Que las redes sociales son un campo abonado para la comisión de delitos es algo incuestionable. Hay delitos específicos que han nacido porque se trata de conductas que exclusiva o esencialmente se cometen a través de internet (sexting, grooming, difusión de pornografía infantil...), y otros que han encontrado en el ámbito digital un espacio idóneo para que sus autores desplieguen con aparente impunidad toda su energía delictiva. Esto último sucede, por ejemplo, con las calumnias y las injurias, las amenazas, ciertas estafas y los delitos de odio.
A la vertiginosa progresión de los delitos a través de internet contribuye, sin duda, la sensación de impunidad que a sus autores proporciona el medio digital; y esa percepción se acrecienta con la sensación de anonimato que muy probablemente tiene quien comete el hecho delictivo. Es tirar la piedra y esconder la mano. Es la misma sensación, pero multiplicada por millones, que con certeza tiene quien vierte insultos racistas en un campo de fútbol: algo que no haría si se cruza con Vinicius o Yamal en el supermercado.
Las redes sociales permiten, y en cierto modo promueven y facilitan, ese anonimato criminógeno en tanto en cuanto no exigen comprobación prácticamente ninguna respecto de la identidad de quien dice ser el que abre una cuenta.
Es obvio que el anonimato no exime al autor del delito de su responsabilidad penal, ni en el ámbito digital ni en el mundo real, pero sin duda dificulta sobremanera la investigación de los delitos y la persecución y puesta a disposición judicial de sus autores. Y sobre todo, como decía, ese aparente anonimato es un factor criminógeno, que genera en los emisores de mensajes en internet una sensación, equivocada, pero muy real, de que no les va a pasar nada por lo que vierten en la red.
Es también evidente que ese anonimato, esa ausencia de identificación real, de las personas en las redes podría evitarse o limitarse en gran medida. Bastaría con establecer mecanismos fiables de identificación, como los que se exigen, por ejemplo, para abrir una cuenta bancaria on line y otros muchos que la IA proporciona. Es verdad que ello no resolvería todos los problemas, porque la red no tiene fronteras, pero los acotaría en gran medida.

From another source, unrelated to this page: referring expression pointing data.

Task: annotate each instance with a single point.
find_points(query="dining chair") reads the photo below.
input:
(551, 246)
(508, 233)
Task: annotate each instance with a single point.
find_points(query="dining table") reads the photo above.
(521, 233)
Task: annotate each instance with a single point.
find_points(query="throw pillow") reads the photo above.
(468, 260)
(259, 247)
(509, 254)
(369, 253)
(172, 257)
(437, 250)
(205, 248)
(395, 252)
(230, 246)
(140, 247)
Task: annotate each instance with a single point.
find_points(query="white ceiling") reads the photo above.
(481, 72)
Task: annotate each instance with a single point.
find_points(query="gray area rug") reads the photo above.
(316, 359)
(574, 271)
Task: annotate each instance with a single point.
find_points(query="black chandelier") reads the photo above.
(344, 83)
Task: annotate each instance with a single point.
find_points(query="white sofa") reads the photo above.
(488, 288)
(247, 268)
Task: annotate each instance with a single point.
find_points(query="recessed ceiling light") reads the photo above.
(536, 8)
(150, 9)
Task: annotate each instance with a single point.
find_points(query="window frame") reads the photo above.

Esa necesidad de autentificar la identidad no impediría que cualquier internauta usase un seudónimo o un alias, por supuesto, al igual que puede usarse para escribir en prensa o difundir cualquier creación artística (aunque desde el 2023 no pueden registrarse como propiedad intelectual obras con seudónimo sin revelar la identidad del titular del registro).

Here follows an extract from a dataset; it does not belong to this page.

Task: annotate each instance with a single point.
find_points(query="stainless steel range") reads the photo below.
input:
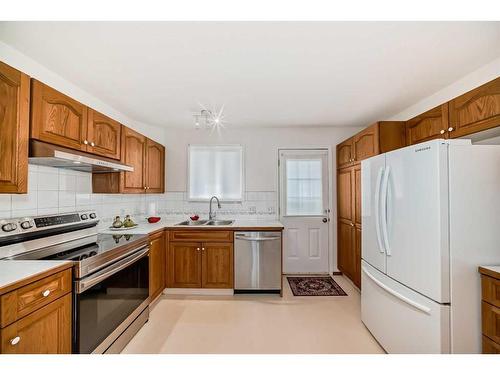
(110, 274)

El debate sobre anonimato y redes se ha centrado en la cuestión de si limitarlo o prohibirlo, como recientemente ha propuesto el fiscal de Sala de la Unidad de Delitos de Odio, supone una afectación inaceptable a la libertad de expresión. El Tribunal Supremo de EE.UU. tiene encima de la mesa decidir si una ley de Texas (y otras similares de otros Estados) que exige a los portales de internet de material pornográfico una verificación fehaciente de la edad de los usuarios vulnera o no el derecho al acceso a contenidos protegidos por la Constitución, es decir, si viola o no la libertad de expresión. Aunque la cuestión no es idéntica, porque en el caso americano hablamos de la identificación de quién accede a contenidos, mientras que en relación a los delitos cometidos en la red el problemas es de quién emite los contenidos, es ilustrativo conocer la respuesta de los sitios web afectados: se han negado a establecer esos mecanismos de identificación y han optado por ignorarlos o bloquear a todos los usuarios, e ir al Supremo. En España tampoco se exigen esos mecanismos de identificación fehaciente en la red en prácticamente ningún caso.
Identificar de modo cierto a quien se registra en una red social o en un portal web no vulnera la libertad de expresión. Como no la vulnera la videovigilancia de los estadios de fútbol que identifican eventual y oportunamente a los energúmenos.
Ahora bien, esa posibilidad de limitación o prohibición del anonimato en las redes, que contribuiría a poner coto a los bots, trolls y cuentas falsas, grandes difusoras de bulos en internet, tiene dos grandes escollos. El primero es la reticencia de los usuarios a facilitar su identidad real a las redes y la necesidad de articular mecanismos de control de esos datos (que deberían gestionar empresas de identificación distintas de las propias redes) para evitar su fuga y su utilización al margen de su finalidad identificativa. El segundo, consecuencia de ese, es que una exigencia así podría conllevar una reducción del número de usuarios digitales emisores de contenidos, y a eso se opondrán con toda su fuerza, y es mucha, entre otros los muy conocidos Musk y Zuckerberg y sus aliados políticos, más conocidos aún.